My sil married a hispanic fella and,my bil married a puerto rican gal I am Sicilian/Irish and my wife is Finnish/german.between us all we should open a multi ethnic restaurant.we all share recipes and we all cook some good stuff.Mexican food is one of my favorites.any food we can cook actually is my favorites.
:bow:FOOD!


----------



## RNprepper (Apr 5, 2014)

Auntie said:


> Excellent idea RN. The lady behind me is Hispanic, she has asked about getting a baby goat from us. I told her that when she sees one in the pasture to stop by and we will talk. Maybe I should include a few lessons in cooking. I love to barter.

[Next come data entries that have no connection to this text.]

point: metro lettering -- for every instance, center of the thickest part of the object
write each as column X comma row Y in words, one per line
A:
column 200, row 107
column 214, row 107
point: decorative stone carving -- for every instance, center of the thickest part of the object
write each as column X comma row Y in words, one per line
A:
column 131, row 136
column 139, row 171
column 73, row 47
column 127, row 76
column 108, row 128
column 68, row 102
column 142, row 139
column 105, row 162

Sounds like a great plan. Let us know how it goes.


----------



## Smitty901 (Nov 16, 2012)

Auntie said:


> On another forum (not a preppers forum) I asked what are the 5 most common things you get at the store. Some of the answers were surprising to me. Who goes out at 2 a.m. for Coca-Cola or makes a special trip for Little Debbies? The 5 top things ended up being, milk, bread, eggs, jam, and butter/margarine. I have the milk, eggs, jam and butter/margarine covered. The bread however got me thinking about what I use to make it.
> 
> Flour - yes
> Salt - yes
> ...


 Shame on you Sourdough bread was a gift from God. You are right bread is a main staple of life made with or with out yeast. We will have all the wheat, and corn we will need. Also Cattail acorn bread. We have plenty of both
CATTAIL Flour a plant every preper should know well.


----------



## TacticalCanuck (Aug 5, 2014)

Smitty901 said:


> Shame on you Sourdough bread was a gift from God. You are right bread is a main staple of life made with or with out yeast. We will have all the wheat, and corn we will need. Also Cattail acorn bread. We have plenty of both
> CATTAIL Flour a plant every preper should know well.

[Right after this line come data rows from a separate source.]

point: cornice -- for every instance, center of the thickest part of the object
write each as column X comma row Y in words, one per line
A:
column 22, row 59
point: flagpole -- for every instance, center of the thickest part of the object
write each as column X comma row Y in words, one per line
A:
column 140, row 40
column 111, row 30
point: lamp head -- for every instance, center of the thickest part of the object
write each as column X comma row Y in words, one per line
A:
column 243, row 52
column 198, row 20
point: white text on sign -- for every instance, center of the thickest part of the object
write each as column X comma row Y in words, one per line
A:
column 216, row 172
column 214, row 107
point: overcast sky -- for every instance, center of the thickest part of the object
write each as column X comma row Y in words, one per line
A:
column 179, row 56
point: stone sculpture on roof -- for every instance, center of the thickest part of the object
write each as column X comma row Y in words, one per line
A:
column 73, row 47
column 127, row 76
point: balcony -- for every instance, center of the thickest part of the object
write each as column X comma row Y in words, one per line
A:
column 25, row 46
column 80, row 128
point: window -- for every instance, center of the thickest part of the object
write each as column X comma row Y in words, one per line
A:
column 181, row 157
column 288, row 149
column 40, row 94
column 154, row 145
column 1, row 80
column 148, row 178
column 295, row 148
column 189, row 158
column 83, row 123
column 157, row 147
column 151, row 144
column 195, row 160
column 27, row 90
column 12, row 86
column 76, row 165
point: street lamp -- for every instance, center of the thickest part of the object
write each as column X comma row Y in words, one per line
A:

Dear god, what happens when you run out of cats?!


----------



## HuntingHawk (Dec 16, 2012)

Remember that with yeast bread there is a rise time before baking & that is going to be six hours plus. So making some takes planning to have it ready for a meal.

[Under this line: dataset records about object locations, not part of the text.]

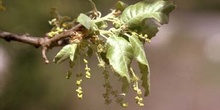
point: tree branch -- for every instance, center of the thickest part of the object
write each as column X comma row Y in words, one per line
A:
column 44, row 42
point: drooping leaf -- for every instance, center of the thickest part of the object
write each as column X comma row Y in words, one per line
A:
column 121, row 6
column 138, row 49
column 66, row 52
column 145, row 71
column 139, row 55
column 133, row 15
column 119, row 53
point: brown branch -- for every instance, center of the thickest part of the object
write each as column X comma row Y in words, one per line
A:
column 44, row 42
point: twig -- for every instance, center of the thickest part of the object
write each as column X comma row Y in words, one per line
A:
column 44, row 42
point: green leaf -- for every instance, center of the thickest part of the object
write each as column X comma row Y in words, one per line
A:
column 119, row 53
column 85, row 21
column 66, row 52
column 138, row 49
column 133, row 15
column 121, row 6
column 139, row 55
column 145, row 71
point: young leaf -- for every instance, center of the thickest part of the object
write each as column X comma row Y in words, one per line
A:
column 145, row 71
column 85, row 21
column 138, row 49
column 66, row 52
column 139, row 55
column 119, row 53
column 135, row 14
column 121, row 6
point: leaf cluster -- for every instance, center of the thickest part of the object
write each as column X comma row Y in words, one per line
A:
column 117, row 39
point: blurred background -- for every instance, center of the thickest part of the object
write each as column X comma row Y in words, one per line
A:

Unsalted butter you can freeze so I keep some in the freezer. I've froze it for up to four months & has been fine.


----------



## Smitty901 (Nov 16, 2012)

HuntingHawk said:


> Remember that with yeast bread there is a rise time before baking & that is going to be six hours plus. So making some takes planning to have it ready for a meal.
> 
> Unsalted butter you can freeze so I keep some in the freezer. I've froze it for up to four months & has been fine.


 Should SHTF and we are forced to return to a past way of life , some will be involved in cooking as an almost full time job. It takes a smart well organized person to feed even one family.


----------



## Auntie (Oct 4, 2014)

I make a loaf of bread every day. There are two teenage boys in this house. I agree Smitty without the convenience of bread makers, rice cookers, microwaves, dishwashers and convection ovens it is going to be time consuming. That is why I practice cooking without these things. At least once a month I make the week-end meals over a fire. Practice, Practice, Practice is one of my favorite sayings.


----------



## HuntingHawk (Dec 16, 2012)

I agree & disagree at the same time Auntie. Not using things because some day they may not be available doesn't make sense to me but practicing for the day they aren't does. Its like not using electricity because some day it may not be available. Not using a refrigerator or freezer because some day electricity may not be available for them. JMO


----------



## Auntie (Oct 4, 2014)

I think people should practice cooking over a fire, practice using things that aren't in the fridge. The first time I cooked over a fire I burned everything. Now I can prepare a great meal. During the summer it is not unusual for us to sit by the fire have dinner and enjoy the evening. If a disaster does happen you sure don't want to be learning to do something.


----------



## Smitty901 (Nov 16, 2012)

Skills not used are soon to become folklore. Stories about grandma told to children that no longer have a clue.


----------



## Stick (Sep 29, 2014)

When you run out of cats is when the dogs start looking nervous and a little stand offish.


----------



## RNprepper (Apr 5, 2014)

Auntie said:


> I think people should practice cooking over a fire, practice using things that aren't in the fridge. The first time I cooked over a fire I burned everything. Now I can prepare a great meal. During the summer it is not unusual for us to sit by the fire have dinner and enjoy the evening. If a disaster does happen you sure don't want to be learning to do something.


AMEN! AMEN! AMEN! Same with Dutch ovens - learn what recipes you like and how they work in your particular ovens. Same with solar ovens. Same with growing a garden. Buying a can of heirloom seeds and letting it sit on the shelf basically guarantees failure and starvation when the preps run out. Learning new skills involves lots of failure. Better to have that part of the learning curve out of the way with SHTF.


----------